Searching
Objective #1: Use a sequential search algorithm with arrays & ArrayLists
- A common algorithm used with arrays and ArrayList's is
the sequential search. A sequential searches is also called a linear search.
- The sequential search
uses a loop to methodically inspect each element of an array or ArrayList until the item which you are looking for is found. Typically a for loop is used rather than a while loop. You simply check each element of an array position by position until you find the one that you are looking for.
- I use a sequential search when I look for a piece of chocolate cake on the dessert line at theOld Country Buffet restaurant! My eyes carefully scan the available pieces of cake from the beginning of the dessert buffet line to the end. When I find the the first piece of chocolate cake, I'm finished!
- In any search, the item upon which the search is based is called the key and the field being searched is called the key field.
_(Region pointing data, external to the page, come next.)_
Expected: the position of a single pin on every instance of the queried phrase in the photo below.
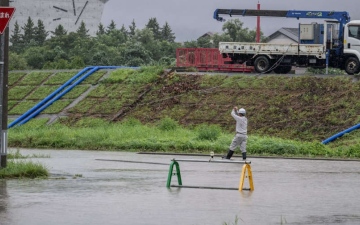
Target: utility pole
(4, 72)
(258, 25)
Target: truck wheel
(282, 69)
(262, 64)
(352, 66)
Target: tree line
(33, 47)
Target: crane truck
(334, 43)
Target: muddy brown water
(96, 192)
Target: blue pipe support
(42, 102)
(39, 110)
(43, 107)
(332, 138)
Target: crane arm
(343, 17)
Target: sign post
(6, 13)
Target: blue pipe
(94, 69)
(33, 112)
(39, 110)
(42, 102)
(332, 138)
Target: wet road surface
(94, 192)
For example, if you are searching student records for a student named John Doe then the key might be "Doe" and the field that you are searching would be the "last name" field.
- An advantage to using the sequential search algorithm is that it is relatively easy to code.
- A break statement or a boolean, flag variable can be used to exit early from a loop as soon as the key is found.
- Also, a boolean, flag variable can be used to keep track of whether the key was found or not.
- Additional variables can be used to keep track of the maximum or minimum value in the array, the number of occurrences of the key, or the position within an array.
- In addition to using a sequential search to look for a number in an array of integers, you could even search through an array of objects looking for a specific object (e.g looking for a password in an array of String objects.)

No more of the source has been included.